- McCormick Test Kitchens
When summer hits its stride, there are few occasions a cream pie can’t improve: it’s really hot, the mosquitos found you, the teenagers found the beer. Maybe your neighbor just wants a cream pie at their barbecue. See it as the season’s choose-your-own-adventure dessert, sugary and ice-cold.
Okay, okay, ready? Ritz cracker crust. Butterscotch pudding. Peaches. Whipped cream. Photo by James Ransom
Here’s how to play:
To crumb or not to crumb? Well, crumbs can be made from whatever you've got on hand: fresh or stale cookies, graham crackers, gingersnaps, Nilla wafers, Oreos, saltines.
Cracker crumb crust: check! Photo by James Ransom
Mix about 1 1/2 cups crumbs (whizzed in a food processor or whacked with a rolling pin) with 4 tablespoons melted butter, 2 tablespoons sugar, and a big pinch of salt. You want the mixture to just hold together when squeezed. (If you’re seeking more zing, sesame seeds, shredded coconut, and candied ginger are great additions.) Press the mixture into a pie tin and freeze for at least 1 hour and up to 1 month. Bake at 350° F until deeply browned so it’s good and sturdy.
If you choose not to crumb, hit up your favorite flaky pie crust. You can bake either a day in advance.
If this is your first pudding (mazel tov!), here’s the gist: Warm whole milk (about 2 1/3 cups; this can be replaced with half-and-half, or cut with cream or coconut milk) in a saucepan over low heat. Meanwhile, whisk together egg yolks (2 to 4, depending on how thick and rich you want the pudding to be), sugar (1/2 cup, or a little bit more or less to taste), cornstarch (4 to 5 tablespoons—5 if you're adding fresh fruit later), and a big pinch of salt. Add the milk, splash by splash, then pour everything back into the pot. Cook, stirring constantly, until thick. Add a little hunk of butter (or more!).

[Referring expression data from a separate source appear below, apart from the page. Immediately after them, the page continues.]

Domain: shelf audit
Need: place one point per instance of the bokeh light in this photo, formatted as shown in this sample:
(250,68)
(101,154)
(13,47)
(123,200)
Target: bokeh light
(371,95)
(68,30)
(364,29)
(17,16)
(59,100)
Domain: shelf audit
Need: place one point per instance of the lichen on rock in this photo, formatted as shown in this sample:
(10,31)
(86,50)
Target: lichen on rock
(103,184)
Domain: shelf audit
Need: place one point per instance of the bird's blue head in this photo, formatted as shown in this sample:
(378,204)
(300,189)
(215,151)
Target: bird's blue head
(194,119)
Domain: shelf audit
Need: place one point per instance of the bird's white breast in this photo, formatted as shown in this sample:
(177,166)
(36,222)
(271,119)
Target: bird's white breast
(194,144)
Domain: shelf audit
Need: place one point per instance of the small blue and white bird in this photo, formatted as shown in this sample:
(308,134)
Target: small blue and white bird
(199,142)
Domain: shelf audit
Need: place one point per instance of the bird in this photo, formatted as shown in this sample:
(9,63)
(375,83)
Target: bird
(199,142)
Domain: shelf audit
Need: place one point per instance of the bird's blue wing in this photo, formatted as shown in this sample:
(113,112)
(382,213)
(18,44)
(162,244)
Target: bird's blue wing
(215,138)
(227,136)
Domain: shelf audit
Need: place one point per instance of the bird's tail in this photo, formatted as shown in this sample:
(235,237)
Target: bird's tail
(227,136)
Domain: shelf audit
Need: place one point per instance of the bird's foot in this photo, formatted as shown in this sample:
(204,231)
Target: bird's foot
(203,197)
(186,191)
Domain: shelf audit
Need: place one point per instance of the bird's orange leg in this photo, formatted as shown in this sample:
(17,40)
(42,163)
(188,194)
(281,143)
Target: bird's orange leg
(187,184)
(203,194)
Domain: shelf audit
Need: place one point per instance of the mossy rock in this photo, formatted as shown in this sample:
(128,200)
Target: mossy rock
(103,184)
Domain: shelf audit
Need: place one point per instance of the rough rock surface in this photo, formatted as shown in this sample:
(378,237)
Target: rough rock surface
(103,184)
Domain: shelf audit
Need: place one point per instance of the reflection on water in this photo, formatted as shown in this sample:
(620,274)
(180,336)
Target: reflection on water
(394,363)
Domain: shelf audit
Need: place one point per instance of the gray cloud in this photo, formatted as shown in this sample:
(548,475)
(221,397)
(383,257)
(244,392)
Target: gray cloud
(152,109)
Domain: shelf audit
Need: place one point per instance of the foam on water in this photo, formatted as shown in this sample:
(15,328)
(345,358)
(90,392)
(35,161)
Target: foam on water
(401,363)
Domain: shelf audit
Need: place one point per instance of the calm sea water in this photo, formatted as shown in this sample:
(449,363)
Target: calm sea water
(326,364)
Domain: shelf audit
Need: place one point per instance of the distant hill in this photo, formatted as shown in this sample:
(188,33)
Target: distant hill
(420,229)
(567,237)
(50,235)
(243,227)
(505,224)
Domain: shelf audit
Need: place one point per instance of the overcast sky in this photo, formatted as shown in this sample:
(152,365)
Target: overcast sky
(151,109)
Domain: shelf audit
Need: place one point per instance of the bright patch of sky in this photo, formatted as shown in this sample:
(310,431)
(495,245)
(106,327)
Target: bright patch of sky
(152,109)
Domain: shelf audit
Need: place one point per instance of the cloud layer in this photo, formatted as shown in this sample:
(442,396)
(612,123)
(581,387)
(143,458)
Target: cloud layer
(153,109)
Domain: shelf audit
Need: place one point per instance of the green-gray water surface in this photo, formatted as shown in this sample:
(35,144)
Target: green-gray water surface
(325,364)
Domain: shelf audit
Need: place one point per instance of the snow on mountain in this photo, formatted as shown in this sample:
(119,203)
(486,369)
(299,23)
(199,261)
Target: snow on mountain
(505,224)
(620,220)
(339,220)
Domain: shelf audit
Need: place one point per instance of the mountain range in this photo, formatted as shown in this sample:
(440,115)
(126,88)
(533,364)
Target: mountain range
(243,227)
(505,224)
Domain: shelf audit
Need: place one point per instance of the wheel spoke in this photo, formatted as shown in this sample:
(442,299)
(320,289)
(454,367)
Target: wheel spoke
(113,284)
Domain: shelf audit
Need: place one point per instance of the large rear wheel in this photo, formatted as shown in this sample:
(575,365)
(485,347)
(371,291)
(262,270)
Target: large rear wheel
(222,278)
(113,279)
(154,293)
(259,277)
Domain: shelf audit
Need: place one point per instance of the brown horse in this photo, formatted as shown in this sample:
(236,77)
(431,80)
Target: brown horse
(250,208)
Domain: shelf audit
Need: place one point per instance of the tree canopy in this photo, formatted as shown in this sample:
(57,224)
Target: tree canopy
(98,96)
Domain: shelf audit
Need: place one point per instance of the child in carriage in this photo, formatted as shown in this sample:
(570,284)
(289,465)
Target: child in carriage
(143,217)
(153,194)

Press through a sieve, seal with plastic wrap, and chill.
For something seasonal, strawberries, blackberries, and peaches are all lovely. Toss with something sweet—regular or turbinado sugar or honey—to bring out the fruit’s syrupy juices. Strain off those juice (or most of them) so there's no excess liquid swimming around the bottom of the pie. For something retro: Opt for thickly sliced bananas or toasted, shredded coconut.
Both produce a dramatic, bright white, billowy look. Cream compliments sweeter pies—say, pastry cream and strawberries. You’ll want to whip a cup of cream for one pie. Leave it plain and unsweetened, or stir in a spoonful of crème fraîche. Or add a splash of bourbon or rum.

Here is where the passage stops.